Keep high-confidence positives and high-confidence hard negatives.
Retrain the sparse model on cleaner supervision.
Compare v2 sparse against v1 sparse, BM25, and hybrid retrieval.

Relevant Sentence Transformers / HF skill levers

The current v1 work used the SparseEncoder training path. The following skill capabilities are relevant for the next iterations:

capability	use here
SparseEncoder training	Continue v2 learned-sparse experiments.
Hard-negative mining	Build stronger training negatives from BM25/base/v1 retrieval.
Evaluator selection	Add more official retrieval evaluators where useful.
CrossEncoder training	Train or use a reranker for second-stage ranking and data cleaning.
Distillation	Distill a reranker/teacher into the sparse encoder.
HF Datasets tooling	Inspect slices, parquet metadata, and dataset revisions.
HF Jobs	Run larger sweeps off local hardware if needed.
Trackio	Track metrics across sweeps instead of relying on ad hoc logs.

Less relevant right now:

Matryoshka: mostly useful for dense embeddings, not the main SPLADE-style sparse path.
Multilingual training: not needed unless the filing/query workload becomes multilingual.
Vocabulary changes: not recommended as a first lever; metadata prefixes and data improvements are cheaper and safer.

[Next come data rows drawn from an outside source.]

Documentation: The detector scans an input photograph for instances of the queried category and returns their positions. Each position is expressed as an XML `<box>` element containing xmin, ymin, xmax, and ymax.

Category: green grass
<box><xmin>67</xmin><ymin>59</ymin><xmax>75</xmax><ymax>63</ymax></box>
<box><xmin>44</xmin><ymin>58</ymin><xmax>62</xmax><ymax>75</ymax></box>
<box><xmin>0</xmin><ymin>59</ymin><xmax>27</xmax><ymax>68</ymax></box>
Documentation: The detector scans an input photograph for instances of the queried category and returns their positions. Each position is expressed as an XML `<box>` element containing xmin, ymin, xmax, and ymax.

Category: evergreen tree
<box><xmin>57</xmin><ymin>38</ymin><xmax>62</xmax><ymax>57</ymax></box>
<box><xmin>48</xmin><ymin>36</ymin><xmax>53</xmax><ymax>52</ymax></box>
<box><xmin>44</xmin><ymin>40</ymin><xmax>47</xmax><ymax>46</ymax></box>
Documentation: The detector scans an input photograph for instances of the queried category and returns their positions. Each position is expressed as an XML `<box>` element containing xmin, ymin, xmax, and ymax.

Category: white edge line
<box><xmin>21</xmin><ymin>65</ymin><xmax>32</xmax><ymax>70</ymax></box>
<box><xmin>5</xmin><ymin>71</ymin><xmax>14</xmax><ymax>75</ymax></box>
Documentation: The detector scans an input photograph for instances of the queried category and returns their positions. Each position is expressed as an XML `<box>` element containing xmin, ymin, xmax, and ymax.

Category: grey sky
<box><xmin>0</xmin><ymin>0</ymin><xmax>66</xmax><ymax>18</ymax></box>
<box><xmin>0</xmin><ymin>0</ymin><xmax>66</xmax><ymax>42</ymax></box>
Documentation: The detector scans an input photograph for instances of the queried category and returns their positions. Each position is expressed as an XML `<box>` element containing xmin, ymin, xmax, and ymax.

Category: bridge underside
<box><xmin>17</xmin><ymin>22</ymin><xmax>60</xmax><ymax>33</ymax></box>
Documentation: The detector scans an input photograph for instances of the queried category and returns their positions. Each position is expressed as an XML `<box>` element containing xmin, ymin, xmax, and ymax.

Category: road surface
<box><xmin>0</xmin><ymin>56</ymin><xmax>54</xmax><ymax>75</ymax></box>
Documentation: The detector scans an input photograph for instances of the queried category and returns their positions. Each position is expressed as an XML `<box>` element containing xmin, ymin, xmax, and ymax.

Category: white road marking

Recommended immediate next command sequence

Run full-test retrieval proxy for v1.
Add slice analysis to the retrieval proxy script.
Run BM25 and base sparse on the same full-test proxy.
Build a small OpenSearch benchmark with top-128 vectors.
Only then start v2 data massaging and retraining.

The main principle: prove where v1 fails before changing both the data and the model at the same time.